A Águia Negra, a orgulhosa nave de combate que um dia servira a Alalu em tempos de glória e comando, era agora pouco mais que uma casca metálica ferida, impelida através do negrume cósmico pela teimosia de seu único ocupante e pela energia residual de seus cristais moribundos. A fuga de Nibiru fora um borrão de adrenalina e medo calculado, cada manobra nos corredores secretos do palácio, cada desvio das patrulhas espaciais de Anu, um lance de dados contra um destino que parecia selado. Mas Alalu, o rei deposto, não era homem de aceitar o fim sem antes cuspir no olho do universo.
Sozinho na cabine de comando, que agora parecia vasta e fria como um mausoléu, ele era um turbilhão de pensamentos amargos e planos febris. A imagem de Anu, o usurpador (assim Alalu o via), sentado em seu trono, proferindo julgamentos sobre sua "loucura" e "imprudência", queimava em sua mente. A humilhação no Grande Conselho. A traição de seus antigos aliados. E Lahma... ah, Lahma, o rei fraco que ele derrubara na esperança de salvar Nibiru, apenas para falhar de forma ainda mais espetacular. Teria sido diferente se Lahma ainda reinasse? Uma morte lenta e fria para o planeta, em vez da agonia febril que ele, Alalu, infligira com seu plano vulcânico? Eram perguntas que o assombravam nas longas vigílias, enquanto a poeira de estrelas distantes deslizava pelo visor.

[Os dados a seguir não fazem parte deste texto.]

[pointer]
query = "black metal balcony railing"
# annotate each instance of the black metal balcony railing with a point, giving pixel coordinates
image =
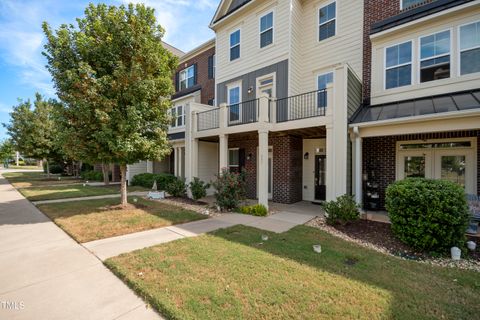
(207, 120)
(243, 112)
(301, 106)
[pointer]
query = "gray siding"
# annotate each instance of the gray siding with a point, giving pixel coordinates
(354, 94)
(250, 80)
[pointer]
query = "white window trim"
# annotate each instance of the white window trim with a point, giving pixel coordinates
(231, 47)
(185, 71)
(419, 54)
(260, 32)
(459, 50)
(397, 66)
(320, 24)
(228, 160)
(176, 126)
(232, 86)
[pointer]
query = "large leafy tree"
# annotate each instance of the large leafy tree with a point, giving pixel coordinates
(33, 130)
(114, 78)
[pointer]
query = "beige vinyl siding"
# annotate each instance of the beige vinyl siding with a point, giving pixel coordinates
(252, 57)
(322, 56)
(451, 22)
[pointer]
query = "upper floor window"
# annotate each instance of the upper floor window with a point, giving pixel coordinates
(398, 65)
(470, 48)
(235, 45)
(178, 117)
(327, 21)
(266, 30)
(435, 56)
(405, 4)
(187, 77)
(322, 81)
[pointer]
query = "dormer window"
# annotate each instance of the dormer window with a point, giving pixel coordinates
(235, 45)
(187, 77)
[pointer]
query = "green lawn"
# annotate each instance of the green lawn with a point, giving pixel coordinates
(230, 274)
(95, 219)
(53, 192)
(29, 179)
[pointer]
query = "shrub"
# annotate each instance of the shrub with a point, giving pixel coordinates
(92, 175)
(177, 188)
(198, 188)
(229, 189)
(255, 210)
(146, 180)
(342, 210)
(429, 215)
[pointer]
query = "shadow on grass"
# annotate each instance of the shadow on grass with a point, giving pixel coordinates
(419, 291)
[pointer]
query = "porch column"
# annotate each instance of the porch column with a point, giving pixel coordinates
(223, 152)
(149, 166)
(263, 167)
(358, 166)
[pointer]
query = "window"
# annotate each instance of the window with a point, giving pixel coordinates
(233, 159)
(322, 81)
(178, 117)
(235, 45)
(398, 65)
(435, 56)
(327, 21)
(266, 30)
(405, 4)
(187, 77)
(234, 104)
(470, 48)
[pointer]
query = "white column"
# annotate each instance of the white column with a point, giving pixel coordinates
(358, 166)
(263, 167)
(223, 152)
(149, 166)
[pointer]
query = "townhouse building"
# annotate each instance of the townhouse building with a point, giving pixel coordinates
(421, 87)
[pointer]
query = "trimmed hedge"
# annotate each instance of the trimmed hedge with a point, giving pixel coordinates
(146, 180)
(429, 215)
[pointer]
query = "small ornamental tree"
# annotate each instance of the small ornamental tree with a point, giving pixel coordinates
(34, 131)
(114, 78)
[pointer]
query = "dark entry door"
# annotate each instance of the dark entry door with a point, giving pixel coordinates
(320, 177)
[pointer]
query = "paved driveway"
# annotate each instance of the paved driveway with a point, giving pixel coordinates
(44, 274)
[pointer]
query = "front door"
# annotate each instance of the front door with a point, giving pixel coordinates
(320, 177)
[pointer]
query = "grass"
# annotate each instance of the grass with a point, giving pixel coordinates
(53, 192)
(93, 219)
(230, 274)
(31, 179)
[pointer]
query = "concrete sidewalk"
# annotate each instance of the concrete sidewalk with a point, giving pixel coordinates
(47, 275)
(279, 222)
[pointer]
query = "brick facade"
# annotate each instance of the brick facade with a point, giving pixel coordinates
(379, 156)
(207, 85)
(287, 166)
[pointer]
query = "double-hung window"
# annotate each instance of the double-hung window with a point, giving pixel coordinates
(187, 77)
(322, 81)
(178, 117)
(398, 65)
(470, 48)
(327, 21)
(435, 56)
(234, 104)
(266, 29)
(235, 45)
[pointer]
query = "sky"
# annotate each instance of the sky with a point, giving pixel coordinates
(22, 65)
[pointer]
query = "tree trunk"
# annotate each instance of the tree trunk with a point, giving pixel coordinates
(48, 168)
(106, 171)
(123, 185)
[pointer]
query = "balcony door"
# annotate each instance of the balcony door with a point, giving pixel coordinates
(453, 160)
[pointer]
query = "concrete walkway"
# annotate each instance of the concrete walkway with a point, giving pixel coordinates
(106, 196)
(279, 222)
(47, 275)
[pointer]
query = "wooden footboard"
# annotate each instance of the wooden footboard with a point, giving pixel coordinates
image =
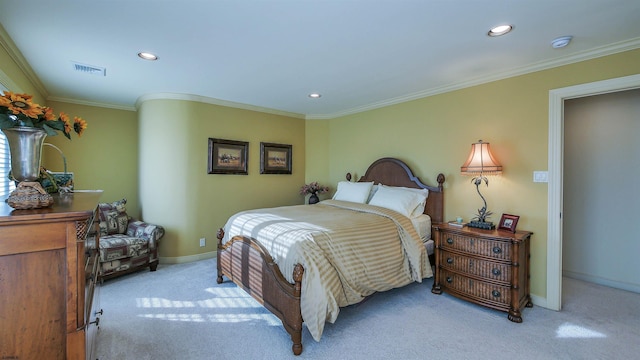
(248, 264)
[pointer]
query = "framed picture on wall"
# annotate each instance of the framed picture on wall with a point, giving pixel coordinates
(228, 157)
(275, 158)
(508, 222)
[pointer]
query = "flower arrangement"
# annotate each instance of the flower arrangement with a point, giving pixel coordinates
(313, 188)
(20, 110)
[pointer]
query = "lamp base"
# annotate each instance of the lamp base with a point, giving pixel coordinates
(482, 225)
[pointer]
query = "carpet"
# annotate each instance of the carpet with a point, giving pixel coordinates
(180, 312)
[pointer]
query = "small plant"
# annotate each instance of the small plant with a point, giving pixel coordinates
(313, 188)
(483, 213)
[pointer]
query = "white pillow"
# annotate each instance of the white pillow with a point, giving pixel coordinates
(402, 201)
(355, 192)
(423, 193)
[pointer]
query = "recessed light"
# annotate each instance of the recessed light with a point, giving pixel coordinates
(147, 56)
(561, 42)
(500, 30)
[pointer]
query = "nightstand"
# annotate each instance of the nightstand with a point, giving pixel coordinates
(486, 267)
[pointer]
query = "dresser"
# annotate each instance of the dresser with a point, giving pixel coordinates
(48, 279)
(486, 267)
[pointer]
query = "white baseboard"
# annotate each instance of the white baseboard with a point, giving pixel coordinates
(186, 259)
(602, 281)
(539, 301)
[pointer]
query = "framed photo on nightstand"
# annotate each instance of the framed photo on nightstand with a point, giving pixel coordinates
(508, 222)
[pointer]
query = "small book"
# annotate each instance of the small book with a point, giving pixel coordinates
(456, 224)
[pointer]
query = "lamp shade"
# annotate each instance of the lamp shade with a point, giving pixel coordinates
(481, 161)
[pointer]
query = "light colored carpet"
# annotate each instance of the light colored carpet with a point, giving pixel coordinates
(180, 312)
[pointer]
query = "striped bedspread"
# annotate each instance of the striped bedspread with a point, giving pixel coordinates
(348, 250)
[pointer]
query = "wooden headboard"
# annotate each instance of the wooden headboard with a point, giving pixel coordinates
(394, 172)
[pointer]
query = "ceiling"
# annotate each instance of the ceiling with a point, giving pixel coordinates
(270, 54)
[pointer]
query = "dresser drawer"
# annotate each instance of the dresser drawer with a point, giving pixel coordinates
(486, 269)
(474, 288)
(499, 250)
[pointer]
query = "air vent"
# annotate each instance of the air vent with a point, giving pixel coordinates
(90, 69)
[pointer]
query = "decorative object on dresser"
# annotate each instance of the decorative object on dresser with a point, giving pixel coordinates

Mas não havia tempo para remorso. Apenas para sobrevivência e, quem sabe, para uma vingança tardia ou uma redenção impossível. Olhava para o compartimento selado onde as Armas de Terror repousavam, sua presença um conforto sombrio. Eram um fardo, um perigo constante, mas também sua única apólice de seguro, seu trunfo final contra um universo que parecia conspirar para destruí-lo. Poderia usá-las para se defender? Para negociar? Para destruir seus inimigos se tudo mais falhasse? A ideia era uma brasa que ele soprava com cuidado em sua mente.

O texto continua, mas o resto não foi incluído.